I've been relying Gmail as my personal e-mail for more than 5 years now, and I often use it to "store" stuff that I want to be able find later. It's easy to just e-mail things to myself so I know it'll be available from anywhere. And still I'm using only 23% of the 7390 MB that Google now provides for free. Apparently, though, some people need more space, and Google is lowering its prices for additional storage -- offering 20GB for $5 a year -- and boosting available options all the way up to 16 Terabytes!The Google signup page for additional storage lists the following tiers:
That's a big drop from the old rates, which started at $20 a year for 10GB.
No one really needs 16 TB of e-mail storage, of course.
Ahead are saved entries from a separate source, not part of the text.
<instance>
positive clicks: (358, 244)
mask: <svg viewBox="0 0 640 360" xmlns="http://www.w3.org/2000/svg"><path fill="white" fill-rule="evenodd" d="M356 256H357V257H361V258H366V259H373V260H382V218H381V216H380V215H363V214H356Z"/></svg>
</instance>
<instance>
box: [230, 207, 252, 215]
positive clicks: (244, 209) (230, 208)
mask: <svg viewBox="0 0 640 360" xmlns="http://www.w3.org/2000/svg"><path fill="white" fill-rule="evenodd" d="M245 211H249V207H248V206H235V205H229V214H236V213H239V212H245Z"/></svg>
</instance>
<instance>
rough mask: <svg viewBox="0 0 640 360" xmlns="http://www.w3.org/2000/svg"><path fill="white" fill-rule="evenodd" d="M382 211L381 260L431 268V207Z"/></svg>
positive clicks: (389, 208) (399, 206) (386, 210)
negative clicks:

But what really bugs me -- and should bug SMBs as well -- is the comparison with typical Microsoft Exchange installations that limit mailboxes to a mere fraction of what Google offers for free, never mind these extensions. My Microsoft Exchange mailbox is capped at a paltry 500 MB, which I started bumping up against within months of going on the system. Despite deleting many e-mails and archiving others, I have to hassle with managing my e-mail to avoid going over that limit almost every day, and God forbid someone sends me a big attachment! I'm shut down from sending e-mails until I can offload the offending file.
Sheesh. How much is that productivity drain worth compared to how much storage costs?
Clearly, something is out of whack here, and for once I don't think it's Google. Storage is cheap these days, and it's time that all e-mail vendors need to embrace that fact, not keep denying it.
Oh, and you can add storage space to Google's Picasa photo albums on the same terms.